The team believes that plants using this process could be placed near electronic waste junkyards, reducing costs of shipping, and can be scaled up for industrial recovery of REEs. “The results show that this is more than an academic exercise — it’s a viable industrial pathway,” Tour said. In fact, a company is planning to set up operations next year in Texas using this technology.

A detailed description of the process was published in PNAS on September 29, 2025, “Sustainable separation of rare earth elements from wastes.”

Question: Which team at Rice U is more likely to impact your quality of life?

Dr James Tour, with his joyful, enthusiastic smile, is a great blessing to science and to theology. His YouTube channel includes details of fantastic inventions coming from his lab, including graphene implants that could help paraplegics walk again, environmentally-friendly technologies to clean water and re-use waste products, creating highly-desirable graphene in milliseconds, and “upscaling” materials from junkyards that auto manufacturers can use again in new cars. The applications of what his lab is learning are breathtaking and exciting. 

And… on Dr Tour’s channel, you can also find Bible studies, practical Christian lessons, and scientifically-detailed challenges to the “origin of life” nonsense emanating from evolutionists.
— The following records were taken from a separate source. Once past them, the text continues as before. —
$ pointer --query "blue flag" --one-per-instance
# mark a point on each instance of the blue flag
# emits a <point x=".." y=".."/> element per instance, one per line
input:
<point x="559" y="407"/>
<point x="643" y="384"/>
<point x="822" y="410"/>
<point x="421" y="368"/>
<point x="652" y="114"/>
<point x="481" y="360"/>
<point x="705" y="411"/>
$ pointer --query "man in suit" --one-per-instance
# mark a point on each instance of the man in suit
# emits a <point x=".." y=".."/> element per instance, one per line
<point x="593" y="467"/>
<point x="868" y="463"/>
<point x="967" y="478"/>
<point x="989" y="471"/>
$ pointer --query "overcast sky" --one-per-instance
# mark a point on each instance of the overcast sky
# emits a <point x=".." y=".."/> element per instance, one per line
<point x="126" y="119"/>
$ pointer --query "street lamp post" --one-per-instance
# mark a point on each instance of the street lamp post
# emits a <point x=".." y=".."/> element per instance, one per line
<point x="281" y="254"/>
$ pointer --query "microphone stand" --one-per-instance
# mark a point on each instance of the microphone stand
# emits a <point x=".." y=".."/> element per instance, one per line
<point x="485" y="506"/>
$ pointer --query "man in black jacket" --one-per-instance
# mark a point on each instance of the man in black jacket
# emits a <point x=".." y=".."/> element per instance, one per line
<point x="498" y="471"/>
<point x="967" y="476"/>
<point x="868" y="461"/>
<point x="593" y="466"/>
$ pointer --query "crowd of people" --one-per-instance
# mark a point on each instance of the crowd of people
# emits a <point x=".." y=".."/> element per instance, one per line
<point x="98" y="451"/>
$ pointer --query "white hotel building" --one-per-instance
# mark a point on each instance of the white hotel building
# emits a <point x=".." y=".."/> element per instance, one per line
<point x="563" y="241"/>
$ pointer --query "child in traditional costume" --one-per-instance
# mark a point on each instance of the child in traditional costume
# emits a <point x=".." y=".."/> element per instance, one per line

They hate him for those challenges, but they cannot answer his science. And since he has tenure, and Rice likes the money and prestige his team is bringing to the university, his job appears safe. In many of his videos, Dr Tour invites viewers to write him to receive solid evidence of the Resurrection of Jesus Christ.

You can forget Kory Evans’ useless efforts to gain “understanding” from the Stuff Happens Law. But keep an eye on the next world-changing inventions coming from Dr James Tour and his students who are learning intelligent design with hands-on experience. And pray for the many in academia who are hearing the gospel from someone on par with the best of scientists. He’s setting an example of what science can and should be.